You have correctly identified the vertical velocity required to reach the ISS orbit, and the ISS orbital velocity, but the actual trajectory is probably one that first reaches the top of the atmosphere (50 Km?) and an orbital velocity (~7880 kps (kilometers per sec))that would be needed to reach the minimum orbital momentum and maintain a circular orbit in case of loss of thrust. Then, by boosting the velocity to about 7960 kps, the satellite would be on an elliptical orbit that would reach the ISS orbit as an apogee.

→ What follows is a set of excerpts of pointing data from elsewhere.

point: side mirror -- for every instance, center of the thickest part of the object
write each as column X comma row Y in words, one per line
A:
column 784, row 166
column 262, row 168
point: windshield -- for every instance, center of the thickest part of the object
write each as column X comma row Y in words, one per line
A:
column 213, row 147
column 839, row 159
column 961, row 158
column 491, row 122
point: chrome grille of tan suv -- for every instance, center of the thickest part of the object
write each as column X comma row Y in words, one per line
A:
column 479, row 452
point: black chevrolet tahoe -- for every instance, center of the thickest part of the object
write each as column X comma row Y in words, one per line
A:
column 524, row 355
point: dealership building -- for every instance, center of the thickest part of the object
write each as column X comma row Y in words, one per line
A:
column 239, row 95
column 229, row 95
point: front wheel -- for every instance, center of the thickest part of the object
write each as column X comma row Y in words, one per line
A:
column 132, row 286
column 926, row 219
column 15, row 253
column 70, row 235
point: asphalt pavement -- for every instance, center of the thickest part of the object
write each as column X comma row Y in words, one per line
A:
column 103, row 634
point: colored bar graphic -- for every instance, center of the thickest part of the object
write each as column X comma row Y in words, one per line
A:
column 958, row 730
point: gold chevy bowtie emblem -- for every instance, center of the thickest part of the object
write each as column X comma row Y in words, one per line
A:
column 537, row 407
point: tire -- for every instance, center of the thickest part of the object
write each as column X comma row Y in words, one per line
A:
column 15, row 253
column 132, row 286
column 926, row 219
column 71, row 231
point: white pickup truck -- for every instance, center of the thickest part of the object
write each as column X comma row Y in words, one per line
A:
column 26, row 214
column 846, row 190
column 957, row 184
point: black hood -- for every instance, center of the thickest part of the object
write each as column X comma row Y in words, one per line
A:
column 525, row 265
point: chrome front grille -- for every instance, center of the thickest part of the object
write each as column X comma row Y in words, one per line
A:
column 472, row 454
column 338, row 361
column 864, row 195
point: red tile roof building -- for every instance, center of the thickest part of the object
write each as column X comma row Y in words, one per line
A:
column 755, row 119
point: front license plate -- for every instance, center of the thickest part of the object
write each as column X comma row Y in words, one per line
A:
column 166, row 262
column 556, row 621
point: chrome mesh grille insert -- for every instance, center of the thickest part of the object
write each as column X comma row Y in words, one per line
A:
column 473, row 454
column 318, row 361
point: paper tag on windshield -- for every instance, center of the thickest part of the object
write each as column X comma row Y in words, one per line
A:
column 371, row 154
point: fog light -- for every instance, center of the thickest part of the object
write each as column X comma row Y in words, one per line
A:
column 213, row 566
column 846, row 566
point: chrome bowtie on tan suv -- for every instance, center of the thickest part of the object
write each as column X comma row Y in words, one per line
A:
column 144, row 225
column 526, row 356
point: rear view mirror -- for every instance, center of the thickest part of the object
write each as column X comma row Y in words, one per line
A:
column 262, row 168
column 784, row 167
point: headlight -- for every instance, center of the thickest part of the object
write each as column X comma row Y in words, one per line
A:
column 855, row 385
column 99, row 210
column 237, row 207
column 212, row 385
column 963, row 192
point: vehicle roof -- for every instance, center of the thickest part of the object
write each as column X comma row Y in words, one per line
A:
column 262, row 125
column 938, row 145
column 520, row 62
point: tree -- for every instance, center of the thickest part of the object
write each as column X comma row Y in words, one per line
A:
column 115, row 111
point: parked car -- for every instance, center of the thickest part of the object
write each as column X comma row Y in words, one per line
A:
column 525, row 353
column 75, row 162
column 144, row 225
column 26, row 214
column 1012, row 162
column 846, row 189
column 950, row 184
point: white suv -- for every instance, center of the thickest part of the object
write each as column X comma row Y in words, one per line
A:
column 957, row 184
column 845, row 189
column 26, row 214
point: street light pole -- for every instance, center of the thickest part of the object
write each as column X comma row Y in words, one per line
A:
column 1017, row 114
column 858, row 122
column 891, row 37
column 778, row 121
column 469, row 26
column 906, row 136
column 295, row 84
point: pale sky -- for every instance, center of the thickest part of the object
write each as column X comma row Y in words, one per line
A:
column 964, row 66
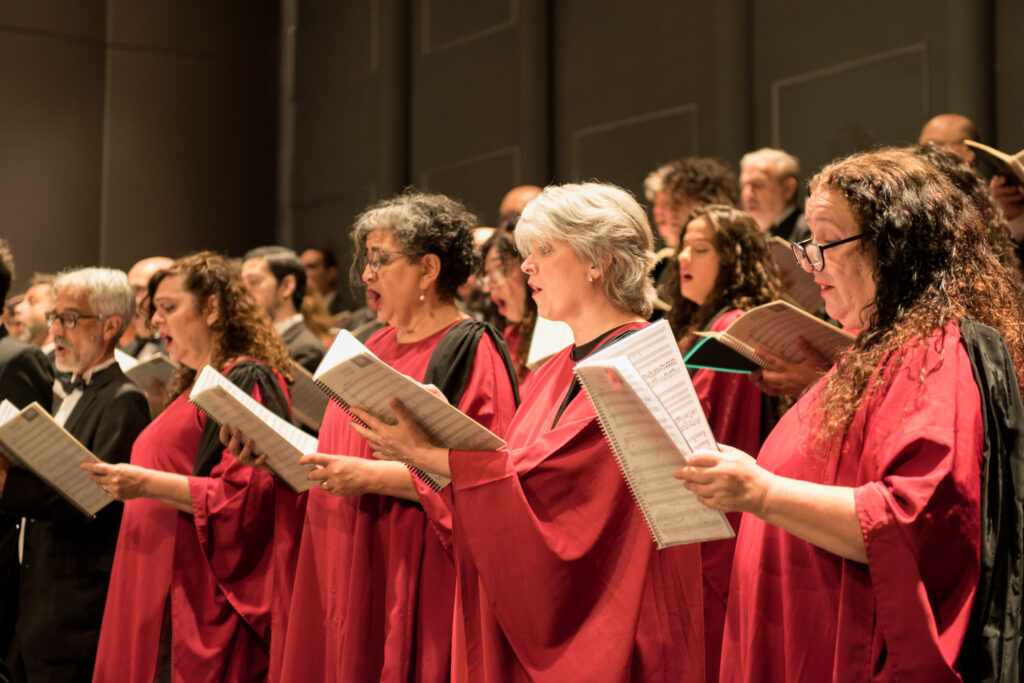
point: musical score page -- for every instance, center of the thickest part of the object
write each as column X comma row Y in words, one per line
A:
column 283, row 442
column 41, row 445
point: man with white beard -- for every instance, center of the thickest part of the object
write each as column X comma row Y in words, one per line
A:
column 66, row 558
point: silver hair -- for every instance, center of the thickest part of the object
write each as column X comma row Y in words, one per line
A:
column 785, row 165
column 601, row 223
column 110, row 293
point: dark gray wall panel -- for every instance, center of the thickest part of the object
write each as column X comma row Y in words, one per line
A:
column 51, row 89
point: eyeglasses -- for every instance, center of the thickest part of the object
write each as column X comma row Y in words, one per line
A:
column 375, row 261
column 69, row 318
column 815, row 253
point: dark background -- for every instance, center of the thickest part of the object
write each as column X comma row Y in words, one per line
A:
column 131, row 128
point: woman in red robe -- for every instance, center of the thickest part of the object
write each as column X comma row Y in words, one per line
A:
column 558, row 578
column 198, row 559
column 375, row 582
column 858, row 557
column 724, row 268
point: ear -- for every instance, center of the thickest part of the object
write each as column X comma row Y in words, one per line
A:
column 112, row 328
column 286, row 288
column 430, row 265
column 790, row 189
column 211, row 310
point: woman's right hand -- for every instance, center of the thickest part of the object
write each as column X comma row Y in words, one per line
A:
column 790, row 378
column 242, row 447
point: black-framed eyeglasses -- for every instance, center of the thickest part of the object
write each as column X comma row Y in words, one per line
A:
column 378, row 258
column 69, row 318
column 815, row 253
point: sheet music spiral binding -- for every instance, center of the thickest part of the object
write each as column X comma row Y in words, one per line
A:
column 270, row 468
column 426, row 478
column 624, row 466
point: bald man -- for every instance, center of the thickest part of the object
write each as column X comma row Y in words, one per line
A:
column 138, row 339
column 950, row 130
column 514, row 202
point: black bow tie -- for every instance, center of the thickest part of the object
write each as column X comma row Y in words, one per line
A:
column 71, row 384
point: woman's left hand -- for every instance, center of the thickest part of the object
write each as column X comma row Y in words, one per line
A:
column 121, row 481
column 729, row 480
column 403, row 441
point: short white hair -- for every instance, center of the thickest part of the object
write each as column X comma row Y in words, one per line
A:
column 785, row 165
column 110, row 293
column 598, row 221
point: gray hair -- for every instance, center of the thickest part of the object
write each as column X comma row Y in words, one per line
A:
column 598, row 221
column 110, row 293
column 785, row 165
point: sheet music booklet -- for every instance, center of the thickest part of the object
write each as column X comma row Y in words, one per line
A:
column 308, row 400
column 353, row 376
column 283, row 442
column 32, row 439
column 772, row 327
column 653, row 420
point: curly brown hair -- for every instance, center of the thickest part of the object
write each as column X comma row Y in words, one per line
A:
column 748, row 274
column 934, row 263
column 243, row 328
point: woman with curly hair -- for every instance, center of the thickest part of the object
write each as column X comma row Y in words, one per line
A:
column 859, row 553
column 724, row 269
column 375, row 582
column 198, row 560
column 506, row 283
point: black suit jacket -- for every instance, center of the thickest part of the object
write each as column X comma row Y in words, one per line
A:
column 304, row 347
column 68, row 557
column 26, row 376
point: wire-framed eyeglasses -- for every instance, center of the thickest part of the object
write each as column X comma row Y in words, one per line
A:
column 378, row 258
column 814, row 253
column 69, row 318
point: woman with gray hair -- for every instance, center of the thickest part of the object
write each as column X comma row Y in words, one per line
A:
column 584, row 594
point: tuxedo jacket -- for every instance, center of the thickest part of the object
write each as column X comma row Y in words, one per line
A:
column 304, row 347
column 68, row 557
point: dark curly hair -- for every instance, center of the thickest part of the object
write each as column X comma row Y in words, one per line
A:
column 243, row 328
column 966, row 179
column 748, row 275
column 934, row 263
column 423, row 224
column 504, row 243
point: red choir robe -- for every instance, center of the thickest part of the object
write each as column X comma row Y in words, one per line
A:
column 732, row 404
column 375, row 583
column 558, row 577
column 214, row 570
column 912, row 455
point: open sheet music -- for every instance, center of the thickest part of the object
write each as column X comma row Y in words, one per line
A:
column 774, row 328
column 157, row 367
column 798, row 283
column 308, row 400
column 283, row 442
column 32, row 439
column 653, row 420
column 354, row 377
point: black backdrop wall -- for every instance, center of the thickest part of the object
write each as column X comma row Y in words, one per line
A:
column 130, row 129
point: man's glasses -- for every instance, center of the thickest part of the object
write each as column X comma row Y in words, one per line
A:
column 815, row 253
column 69, row 318
column 378, row 258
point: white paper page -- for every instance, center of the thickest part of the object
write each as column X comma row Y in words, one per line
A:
column 281, row 440
column 650, row 455
column 54, row 456
column 653, row 353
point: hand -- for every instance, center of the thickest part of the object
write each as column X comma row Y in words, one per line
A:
column 790, row 378
column 121, row 481
column 1008, row 195
column 242, row 447
column 342, row 475
column 728, row 479
column 403, row 441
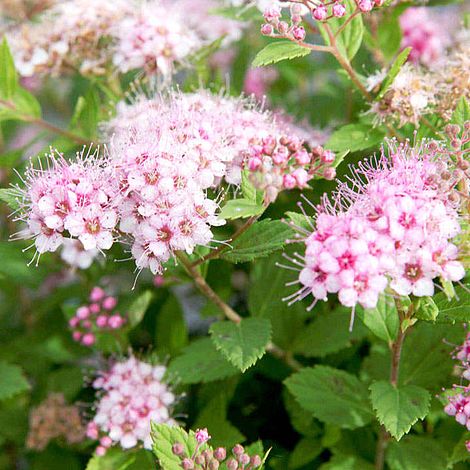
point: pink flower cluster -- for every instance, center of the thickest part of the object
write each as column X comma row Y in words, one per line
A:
column 424, row 34
column 74, row 197
column 133, row 395
column 98, row 316
column 286, row 163
column 394, row 227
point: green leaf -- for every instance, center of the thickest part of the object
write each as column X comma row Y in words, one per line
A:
column 259, row 241
column 393, row 72
column 382, row 320
column 416, row 453
column 11, row 197
column 164, row 437
column 350, row 39
column 200, row 362
column 171, row 332
column 461, row 112
column 138, row 307
column 12, row 380
column 332, row 395
column 456, row 309
column 8, row 75
column 398, row 408
column 239, row 208
column 355, row 137
column 242, row 343
column 426, row 309
column 319, row 338
column 279, row 50
column 265, row 300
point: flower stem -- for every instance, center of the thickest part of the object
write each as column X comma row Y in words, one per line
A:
column 396, row 348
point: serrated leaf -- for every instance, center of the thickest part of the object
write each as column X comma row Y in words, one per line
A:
column 164, row 437
column 11, row 197
column 200, row 362
column 12, row 380
column 279, row 50
column 138, row 307
column 416, row 453
column 259, row 241
column 331, row 395
column 8, row 75
column 327, row 334
column 355, row 137
column 393, row 72
column 456, row 309
column 350, row 39
column 242, row 343
column 239, row 208
column 398, row 408
column 382, row 320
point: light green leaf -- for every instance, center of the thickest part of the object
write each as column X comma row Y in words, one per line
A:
column 138, row 307
column 320, row 338
column 8, row 75
column 393, row 72
column 239, row 208
column 12, row 380
column 259, row 241
column 355, row 137
column 279, row 50
column 398, row 408
column 200, row 362
column 382, row 320
column 331, row 395
column 416, row 453
column 350, row 39
column 242, row 343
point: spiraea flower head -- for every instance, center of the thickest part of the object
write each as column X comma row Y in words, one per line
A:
column 131, row 394
column 392, row 225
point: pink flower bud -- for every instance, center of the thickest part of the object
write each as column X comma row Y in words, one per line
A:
column 100, row 451
column 115, row 321
column 95, row 308
column 339, row 10
column 83, row 312
column 254, row 163
column 298, row 32
column 101, row 321
column 301, row 176
column 320, row 13
column 365, row 5
column 96, row 294
column 302, row 157
column 327, row 157
column 267, row 29
column 202, row 435
column 109, row 303
column 88, row 339
column 289, row 182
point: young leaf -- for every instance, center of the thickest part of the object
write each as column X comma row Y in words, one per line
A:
column 398, row 408
column 260, row 240
column 239, row 208
column 393, row 72
column 279, row 50
column 349, row 39
column 355, row 137
column 416, row 453
column 138, row 307
column 382, row 320
column 12, row 380
column 331, row 395
column 200, row 362
column 242, row 343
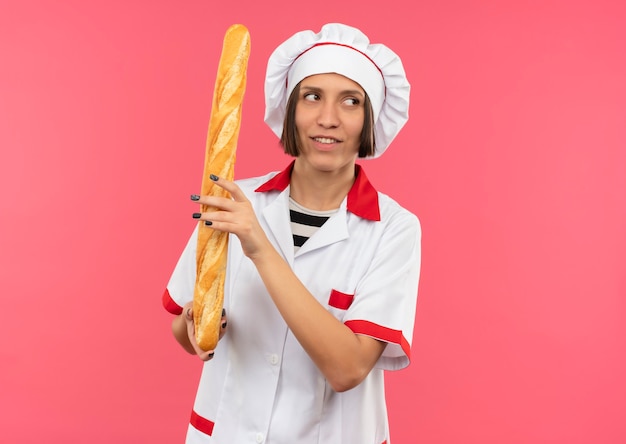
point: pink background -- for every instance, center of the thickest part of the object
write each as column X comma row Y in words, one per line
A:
column 514, row 159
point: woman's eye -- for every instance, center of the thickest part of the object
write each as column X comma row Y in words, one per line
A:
column 310, row 96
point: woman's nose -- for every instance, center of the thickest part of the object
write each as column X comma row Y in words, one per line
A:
column 328, row 116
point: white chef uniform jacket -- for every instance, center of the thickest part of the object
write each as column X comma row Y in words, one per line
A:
column 261, row 386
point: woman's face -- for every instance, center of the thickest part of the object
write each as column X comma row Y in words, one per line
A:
column 329, row 117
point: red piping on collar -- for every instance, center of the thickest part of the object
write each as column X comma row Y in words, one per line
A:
column 362, row 197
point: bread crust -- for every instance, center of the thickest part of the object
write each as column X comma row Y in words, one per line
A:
column 224, row 124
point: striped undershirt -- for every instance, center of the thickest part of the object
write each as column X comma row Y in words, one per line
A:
column 305, row 222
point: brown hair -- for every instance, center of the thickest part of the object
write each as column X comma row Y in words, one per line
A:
column 291, row 142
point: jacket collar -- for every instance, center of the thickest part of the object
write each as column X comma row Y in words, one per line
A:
column 362, row 197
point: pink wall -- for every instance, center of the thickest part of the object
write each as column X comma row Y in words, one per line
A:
column 514, row 158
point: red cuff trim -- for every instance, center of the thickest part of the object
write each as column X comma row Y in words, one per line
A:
column 340, row 300
column 202, row 424
column 380, row 332
column 170, row 305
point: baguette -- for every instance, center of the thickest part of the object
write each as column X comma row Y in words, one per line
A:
column 221, row 144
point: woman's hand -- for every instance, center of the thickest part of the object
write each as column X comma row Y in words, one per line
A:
column 191, row 331
column 235, row 216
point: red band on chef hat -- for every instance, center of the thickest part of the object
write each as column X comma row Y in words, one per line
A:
column 347, row 51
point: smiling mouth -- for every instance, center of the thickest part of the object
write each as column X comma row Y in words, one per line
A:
column 325, row 140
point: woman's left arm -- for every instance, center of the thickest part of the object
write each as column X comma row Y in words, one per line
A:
column 345, row 358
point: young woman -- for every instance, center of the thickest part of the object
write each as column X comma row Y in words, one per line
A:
column 322, row 269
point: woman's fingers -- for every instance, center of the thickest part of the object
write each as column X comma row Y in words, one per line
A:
column 231, row 187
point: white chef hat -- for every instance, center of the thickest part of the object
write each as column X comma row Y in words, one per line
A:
column 347, row 51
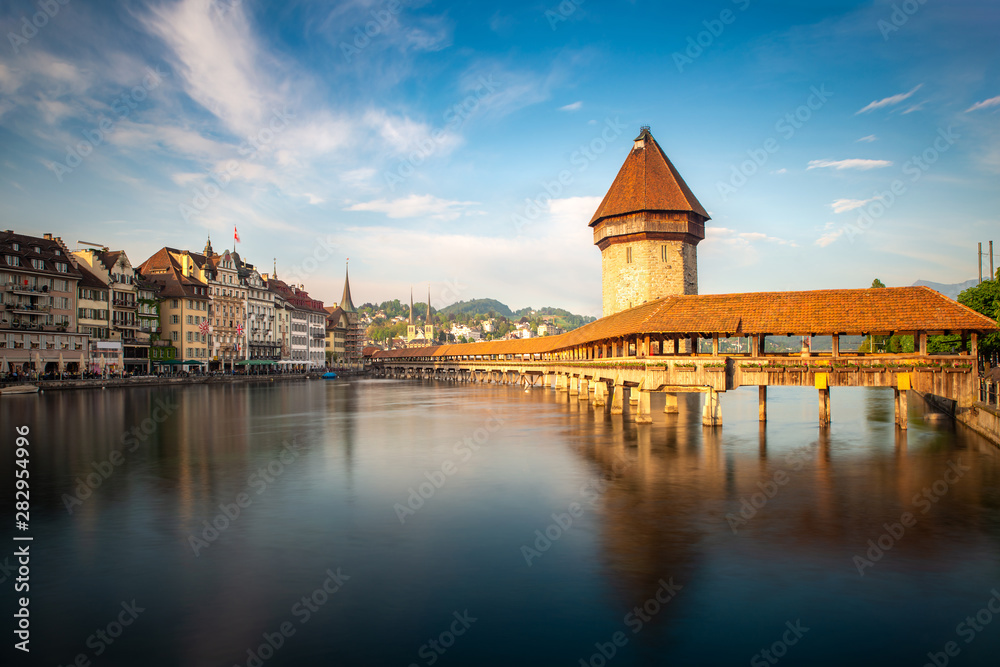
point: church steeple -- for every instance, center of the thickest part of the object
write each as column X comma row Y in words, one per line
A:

But when arriving at the ISS orbit, its velocity would be only 7610 kps, so it would have to boost its velocity to about 7700 kps to maintain a circular orbit. At this time, its period would be about 91.6 minutes. By dropping down 10 km in altitude, it could shave maybe 12 sec per revolution and catch the ISS in a few turns if necessary.

 

[compwiz3000]

The path you are describing is the Hohmann transfer orbit, right?
How much velocity boost would I be saving in your case?

It is not feasible to directly launch to the ISS?

Also, if I use the energy conservation law with an initial thrusting of $$v_i$$ and a final velocity of $$0$$, the satellite would not have enough velocity to undergo circular motion, correct?

 

[Bob S]

The path you are describing is the Hohmann transfer orbit, right??

Yes.

How much velocity boost would I be saving in your case??

Don't know.

It is not feasible to directly launch to the ISS??

For safety reasons, the satellite has to quickly reach an orbital (not vertical) velocity that will have sufficient angular momentum to circle the Earth above the atmosphere.

Also, if I use the energy conservation law with an initial thrusting of $$v_i$$ and a final velocity of $$0$$, the satellite would not have enough velocity to undergo circular motion, correct?

Probably not. Any orbit that begins on the Earth with final velocities will be on an elliptical orbit (neglecting air drag) that intersects the Earth in less than one revolution.